FSA Tutorial

Gosse Bouma
Natural Language Processing II

Using FSA

You find the program FSA on hagen in

/users1/vannoord/bin/fsa

and on tcw2 in

/home/vannoord/Linux/bin/fsa

If you still haven't done this, add the path to these bin directories to your PATH (ask your local unix guru).

Starting FSA

Start FSA with the command

fsa tkconsol=on -tk

You should see a screen with a box 'Regex' where you can type in regular expressions, and a box 'string' where you can test which strings are accepted (or not) by the regular expressions. The biggest part of the screen shows the automaton compiled on the basis of the regular expression previously typed in 'Regex'. The bottom part of the screen displays messages from the program, these are relevant for error-correction (debugging?). Basically, these messages report whether the word typed inside the box 'string' is accepted by the automaton or not.

There is a manual for FSA where the syntax of regular expressions is described as well as the (many) extra options that the system supports.

In case you don't have access to FSA, you can use the on-line demo version. Together with the demo version there is an alternative tutorial available.

Examples of regular expressions

[a*,b*] defines the language that consists of an arbitrary number of a's, followed by an arbitrary number of b's.
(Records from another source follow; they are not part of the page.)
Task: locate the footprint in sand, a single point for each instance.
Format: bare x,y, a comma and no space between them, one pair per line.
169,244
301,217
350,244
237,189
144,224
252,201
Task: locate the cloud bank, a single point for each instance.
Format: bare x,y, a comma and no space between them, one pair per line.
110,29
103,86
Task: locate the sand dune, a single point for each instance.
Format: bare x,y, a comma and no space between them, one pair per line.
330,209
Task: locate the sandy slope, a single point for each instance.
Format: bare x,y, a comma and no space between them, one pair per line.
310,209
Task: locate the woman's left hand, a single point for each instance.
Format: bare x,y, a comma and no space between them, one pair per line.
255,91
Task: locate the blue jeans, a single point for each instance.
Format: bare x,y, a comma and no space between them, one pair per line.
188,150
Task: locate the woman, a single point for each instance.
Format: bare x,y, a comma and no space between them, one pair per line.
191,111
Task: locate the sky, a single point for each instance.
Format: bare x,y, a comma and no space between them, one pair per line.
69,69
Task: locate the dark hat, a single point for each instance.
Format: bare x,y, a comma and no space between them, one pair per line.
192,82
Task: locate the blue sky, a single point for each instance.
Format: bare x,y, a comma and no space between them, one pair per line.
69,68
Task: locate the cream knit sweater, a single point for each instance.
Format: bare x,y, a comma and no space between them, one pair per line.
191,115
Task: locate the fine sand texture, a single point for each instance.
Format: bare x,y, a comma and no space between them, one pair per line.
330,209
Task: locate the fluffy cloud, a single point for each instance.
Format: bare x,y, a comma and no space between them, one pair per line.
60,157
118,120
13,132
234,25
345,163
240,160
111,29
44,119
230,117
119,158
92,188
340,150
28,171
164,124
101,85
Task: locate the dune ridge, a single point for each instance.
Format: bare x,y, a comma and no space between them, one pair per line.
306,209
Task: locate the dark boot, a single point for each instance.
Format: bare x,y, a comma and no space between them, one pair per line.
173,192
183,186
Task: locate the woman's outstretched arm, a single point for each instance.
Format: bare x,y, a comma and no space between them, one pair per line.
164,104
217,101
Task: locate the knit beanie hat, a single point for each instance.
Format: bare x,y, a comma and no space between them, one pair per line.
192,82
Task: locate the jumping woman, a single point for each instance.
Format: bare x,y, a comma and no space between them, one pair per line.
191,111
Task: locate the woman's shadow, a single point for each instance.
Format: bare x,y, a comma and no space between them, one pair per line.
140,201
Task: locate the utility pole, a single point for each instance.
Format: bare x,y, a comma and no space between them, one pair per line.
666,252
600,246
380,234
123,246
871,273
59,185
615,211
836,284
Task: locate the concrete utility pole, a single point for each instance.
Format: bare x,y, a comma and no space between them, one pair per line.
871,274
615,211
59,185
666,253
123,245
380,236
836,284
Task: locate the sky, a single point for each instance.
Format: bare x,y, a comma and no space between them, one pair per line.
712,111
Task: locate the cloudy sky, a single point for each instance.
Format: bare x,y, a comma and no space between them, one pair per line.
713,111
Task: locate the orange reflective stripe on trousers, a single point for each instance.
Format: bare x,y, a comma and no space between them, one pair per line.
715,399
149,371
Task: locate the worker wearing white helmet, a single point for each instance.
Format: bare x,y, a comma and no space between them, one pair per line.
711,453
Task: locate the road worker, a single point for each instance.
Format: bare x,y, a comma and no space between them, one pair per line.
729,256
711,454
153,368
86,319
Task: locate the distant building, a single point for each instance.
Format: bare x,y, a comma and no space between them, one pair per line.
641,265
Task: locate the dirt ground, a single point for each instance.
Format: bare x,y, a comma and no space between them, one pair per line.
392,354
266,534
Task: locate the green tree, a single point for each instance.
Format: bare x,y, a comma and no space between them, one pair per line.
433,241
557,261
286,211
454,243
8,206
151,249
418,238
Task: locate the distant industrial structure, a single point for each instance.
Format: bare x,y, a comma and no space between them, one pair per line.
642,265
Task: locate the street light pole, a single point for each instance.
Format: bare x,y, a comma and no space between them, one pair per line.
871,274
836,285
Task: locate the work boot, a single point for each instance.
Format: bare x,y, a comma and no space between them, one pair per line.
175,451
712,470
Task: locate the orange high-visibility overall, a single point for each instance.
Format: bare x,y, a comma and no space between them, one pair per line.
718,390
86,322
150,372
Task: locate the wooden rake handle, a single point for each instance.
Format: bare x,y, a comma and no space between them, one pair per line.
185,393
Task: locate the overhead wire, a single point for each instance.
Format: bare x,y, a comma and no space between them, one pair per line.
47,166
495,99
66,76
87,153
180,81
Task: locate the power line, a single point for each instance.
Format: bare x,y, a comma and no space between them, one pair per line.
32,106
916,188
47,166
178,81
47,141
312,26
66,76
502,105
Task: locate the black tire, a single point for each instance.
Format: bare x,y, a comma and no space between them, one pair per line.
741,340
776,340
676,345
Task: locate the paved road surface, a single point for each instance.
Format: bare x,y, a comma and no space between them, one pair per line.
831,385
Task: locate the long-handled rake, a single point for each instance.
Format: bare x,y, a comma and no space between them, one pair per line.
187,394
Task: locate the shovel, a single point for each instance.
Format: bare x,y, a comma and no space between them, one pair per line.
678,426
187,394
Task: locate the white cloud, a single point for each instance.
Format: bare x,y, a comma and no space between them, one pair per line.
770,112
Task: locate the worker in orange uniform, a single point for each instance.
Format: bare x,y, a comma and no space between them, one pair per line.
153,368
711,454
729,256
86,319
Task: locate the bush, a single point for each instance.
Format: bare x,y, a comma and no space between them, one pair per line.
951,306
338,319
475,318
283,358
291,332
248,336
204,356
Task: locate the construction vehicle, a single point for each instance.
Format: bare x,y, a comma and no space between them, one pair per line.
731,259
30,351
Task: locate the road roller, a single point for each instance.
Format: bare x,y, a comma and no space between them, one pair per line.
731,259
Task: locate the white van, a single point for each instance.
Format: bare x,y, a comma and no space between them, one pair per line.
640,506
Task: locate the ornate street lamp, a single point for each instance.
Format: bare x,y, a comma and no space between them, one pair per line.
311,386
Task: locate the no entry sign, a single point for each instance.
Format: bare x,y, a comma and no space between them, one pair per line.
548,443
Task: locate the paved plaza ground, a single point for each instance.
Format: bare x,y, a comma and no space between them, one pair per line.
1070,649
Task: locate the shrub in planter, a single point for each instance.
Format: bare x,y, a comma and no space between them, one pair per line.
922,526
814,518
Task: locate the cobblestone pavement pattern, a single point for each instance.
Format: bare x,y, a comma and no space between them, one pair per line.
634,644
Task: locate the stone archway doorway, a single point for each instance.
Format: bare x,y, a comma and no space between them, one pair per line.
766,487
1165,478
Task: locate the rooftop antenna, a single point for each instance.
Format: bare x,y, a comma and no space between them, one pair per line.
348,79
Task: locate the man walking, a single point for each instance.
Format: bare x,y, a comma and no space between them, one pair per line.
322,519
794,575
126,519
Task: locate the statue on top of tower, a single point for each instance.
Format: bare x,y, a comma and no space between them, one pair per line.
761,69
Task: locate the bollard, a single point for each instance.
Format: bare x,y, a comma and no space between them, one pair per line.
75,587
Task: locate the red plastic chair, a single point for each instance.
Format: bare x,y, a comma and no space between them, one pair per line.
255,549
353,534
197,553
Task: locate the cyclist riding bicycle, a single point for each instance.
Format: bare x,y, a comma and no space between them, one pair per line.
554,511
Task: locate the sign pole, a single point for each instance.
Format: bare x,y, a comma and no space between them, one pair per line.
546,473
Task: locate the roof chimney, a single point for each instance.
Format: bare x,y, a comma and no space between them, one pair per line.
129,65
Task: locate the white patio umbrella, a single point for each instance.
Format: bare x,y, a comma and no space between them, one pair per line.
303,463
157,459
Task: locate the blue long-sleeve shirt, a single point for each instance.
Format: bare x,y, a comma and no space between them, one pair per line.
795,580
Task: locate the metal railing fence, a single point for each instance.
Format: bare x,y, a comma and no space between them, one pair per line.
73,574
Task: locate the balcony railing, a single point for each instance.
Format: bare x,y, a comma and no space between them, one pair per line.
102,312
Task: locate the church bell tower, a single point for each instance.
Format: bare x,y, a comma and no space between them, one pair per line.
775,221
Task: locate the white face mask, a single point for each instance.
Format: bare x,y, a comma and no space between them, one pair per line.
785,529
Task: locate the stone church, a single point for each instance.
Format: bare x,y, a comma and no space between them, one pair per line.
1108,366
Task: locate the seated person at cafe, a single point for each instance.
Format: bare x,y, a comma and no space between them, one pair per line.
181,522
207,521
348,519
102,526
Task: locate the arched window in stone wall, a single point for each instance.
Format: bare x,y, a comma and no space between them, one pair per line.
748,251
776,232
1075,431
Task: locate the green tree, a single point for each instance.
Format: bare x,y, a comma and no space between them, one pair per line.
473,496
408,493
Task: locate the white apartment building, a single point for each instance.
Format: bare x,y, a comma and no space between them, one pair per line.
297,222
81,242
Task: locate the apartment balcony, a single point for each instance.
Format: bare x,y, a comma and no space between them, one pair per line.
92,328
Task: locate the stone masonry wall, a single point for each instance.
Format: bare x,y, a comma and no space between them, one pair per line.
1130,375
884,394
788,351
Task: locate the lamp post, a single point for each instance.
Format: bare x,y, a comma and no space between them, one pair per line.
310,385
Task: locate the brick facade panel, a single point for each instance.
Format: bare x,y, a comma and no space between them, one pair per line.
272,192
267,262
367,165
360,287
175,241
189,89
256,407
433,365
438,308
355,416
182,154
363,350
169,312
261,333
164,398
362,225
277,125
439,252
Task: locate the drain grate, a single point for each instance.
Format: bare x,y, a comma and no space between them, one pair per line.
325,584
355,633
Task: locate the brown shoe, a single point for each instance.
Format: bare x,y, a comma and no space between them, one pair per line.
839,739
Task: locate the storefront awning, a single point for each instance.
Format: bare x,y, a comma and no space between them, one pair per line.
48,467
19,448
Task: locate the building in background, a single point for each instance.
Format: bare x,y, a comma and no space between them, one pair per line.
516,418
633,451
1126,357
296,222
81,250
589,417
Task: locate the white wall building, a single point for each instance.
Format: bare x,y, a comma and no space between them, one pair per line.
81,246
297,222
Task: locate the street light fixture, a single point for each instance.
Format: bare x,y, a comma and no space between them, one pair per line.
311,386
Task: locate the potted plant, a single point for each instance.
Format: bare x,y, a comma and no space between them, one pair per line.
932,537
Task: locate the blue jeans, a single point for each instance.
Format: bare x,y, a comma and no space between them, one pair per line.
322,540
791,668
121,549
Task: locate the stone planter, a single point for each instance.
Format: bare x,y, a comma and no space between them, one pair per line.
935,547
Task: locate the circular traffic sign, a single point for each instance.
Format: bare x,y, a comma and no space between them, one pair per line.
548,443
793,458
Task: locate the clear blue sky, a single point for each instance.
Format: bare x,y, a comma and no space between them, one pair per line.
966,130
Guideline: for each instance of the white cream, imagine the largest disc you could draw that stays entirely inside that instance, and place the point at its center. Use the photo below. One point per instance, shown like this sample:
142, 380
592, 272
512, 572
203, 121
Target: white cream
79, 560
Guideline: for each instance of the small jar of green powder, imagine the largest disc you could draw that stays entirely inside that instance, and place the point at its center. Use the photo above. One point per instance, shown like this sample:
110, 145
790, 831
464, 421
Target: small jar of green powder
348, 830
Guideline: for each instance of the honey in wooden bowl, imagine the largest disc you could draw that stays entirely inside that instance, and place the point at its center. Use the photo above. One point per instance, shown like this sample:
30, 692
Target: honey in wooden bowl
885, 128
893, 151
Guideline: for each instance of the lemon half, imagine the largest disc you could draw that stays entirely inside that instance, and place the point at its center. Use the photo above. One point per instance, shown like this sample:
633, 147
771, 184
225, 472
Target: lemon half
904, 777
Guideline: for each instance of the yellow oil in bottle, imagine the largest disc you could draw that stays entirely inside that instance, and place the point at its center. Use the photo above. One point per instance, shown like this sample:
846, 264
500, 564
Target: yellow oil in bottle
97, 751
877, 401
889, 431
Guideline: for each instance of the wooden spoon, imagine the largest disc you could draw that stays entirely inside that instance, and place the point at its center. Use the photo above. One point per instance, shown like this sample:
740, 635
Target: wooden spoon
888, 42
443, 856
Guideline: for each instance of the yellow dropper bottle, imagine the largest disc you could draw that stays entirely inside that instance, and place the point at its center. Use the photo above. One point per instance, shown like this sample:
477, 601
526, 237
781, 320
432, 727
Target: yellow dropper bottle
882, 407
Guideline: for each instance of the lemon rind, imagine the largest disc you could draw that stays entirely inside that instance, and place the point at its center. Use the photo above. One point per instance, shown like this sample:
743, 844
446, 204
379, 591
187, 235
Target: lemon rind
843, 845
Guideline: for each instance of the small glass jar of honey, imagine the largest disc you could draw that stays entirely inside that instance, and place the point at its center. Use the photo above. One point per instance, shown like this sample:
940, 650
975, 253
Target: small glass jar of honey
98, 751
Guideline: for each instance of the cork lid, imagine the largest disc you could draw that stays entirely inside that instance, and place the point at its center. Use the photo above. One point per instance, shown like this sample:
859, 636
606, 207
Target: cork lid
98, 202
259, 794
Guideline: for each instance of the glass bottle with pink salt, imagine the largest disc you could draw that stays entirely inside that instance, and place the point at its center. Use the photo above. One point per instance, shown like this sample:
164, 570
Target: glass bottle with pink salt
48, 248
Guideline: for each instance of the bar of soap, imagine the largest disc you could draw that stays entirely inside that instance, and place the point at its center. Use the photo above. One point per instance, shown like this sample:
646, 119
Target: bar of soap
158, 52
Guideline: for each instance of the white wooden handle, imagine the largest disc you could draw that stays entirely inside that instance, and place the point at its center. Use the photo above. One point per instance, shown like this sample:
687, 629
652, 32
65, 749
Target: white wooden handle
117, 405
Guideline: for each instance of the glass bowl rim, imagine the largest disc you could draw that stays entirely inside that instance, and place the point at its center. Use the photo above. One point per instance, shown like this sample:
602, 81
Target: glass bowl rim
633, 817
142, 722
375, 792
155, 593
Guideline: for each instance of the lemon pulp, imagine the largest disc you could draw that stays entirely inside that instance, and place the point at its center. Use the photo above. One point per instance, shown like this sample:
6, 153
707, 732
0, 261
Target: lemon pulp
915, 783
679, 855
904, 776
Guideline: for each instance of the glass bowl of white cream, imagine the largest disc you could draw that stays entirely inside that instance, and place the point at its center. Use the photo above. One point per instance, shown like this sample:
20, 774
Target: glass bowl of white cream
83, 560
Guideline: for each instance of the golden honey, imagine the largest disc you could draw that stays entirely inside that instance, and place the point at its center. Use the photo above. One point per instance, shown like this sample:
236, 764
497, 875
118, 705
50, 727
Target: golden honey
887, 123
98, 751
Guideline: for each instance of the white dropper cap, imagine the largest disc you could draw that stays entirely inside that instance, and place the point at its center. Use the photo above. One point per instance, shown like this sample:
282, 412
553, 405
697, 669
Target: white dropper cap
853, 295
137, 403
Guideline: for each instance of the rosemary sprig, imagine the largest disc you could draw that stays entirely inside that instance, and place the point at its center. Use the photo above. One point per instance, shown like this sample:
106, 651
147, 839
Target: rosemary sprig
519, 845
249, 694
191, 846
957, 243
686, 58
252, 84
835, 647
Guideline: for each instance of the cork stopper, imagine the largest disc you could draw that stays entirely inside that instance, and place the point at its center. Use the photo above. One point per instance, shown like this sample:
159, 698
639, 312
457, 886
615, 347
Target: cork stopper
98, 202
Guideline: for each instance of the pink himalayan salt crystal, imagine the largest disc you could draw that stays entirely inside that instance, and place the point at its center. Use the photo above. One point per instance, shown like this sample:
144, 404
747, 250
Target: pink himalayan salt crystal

The strings aaabb, aab, aaaaa, bbb are all recognized by this regular expression, but the strings aba, bbaa, acb, cab are not.
[a,b]* defines the language that consists of an arbitrary number of repetitions of the string ab: ab, ababab, but not abba, aabb, or bb.
{a, b} an a or a b.
? any symbol
?* any series of symbols
?- q any single symbol except q
a..z, 'A'..'Z', '0'..'9' the letter a or b or c ...or z, the letter A or B or C ... or Z, the digit 0 or 1 or 2.... or 9.
a ^ an optional a.
$ q a string containing a q (equivalent to [? *, q, ? *])
~ $ q a string that does not contain a q (equivalent (? - q )* )
$ q & $ x a string containing a q and an x (in any order).

Exercises

Introductory

Give a regular expression for `words', i.e. all strings that consist of letters only,
Give a regular expression for recognizing US ZIP Codes (i.e. MI 48824, CA 94301, MA 02101).
Give a regular expression for `numeric words', i.e. all strings that include at least one digit in addition to letters (Windows95, dvi2ps, 2K, ...).
Give a regular expression for 'complex words', i.e. all strings that include some other alphanumeric character type in addition to letters (except a blank space)(hand-made, windows3.1)
Give a regular expression that accepts email adresses (gosse@let.rug.nl) : strings made out of letters, the period ('.'), and exactly 1 '@' symbol.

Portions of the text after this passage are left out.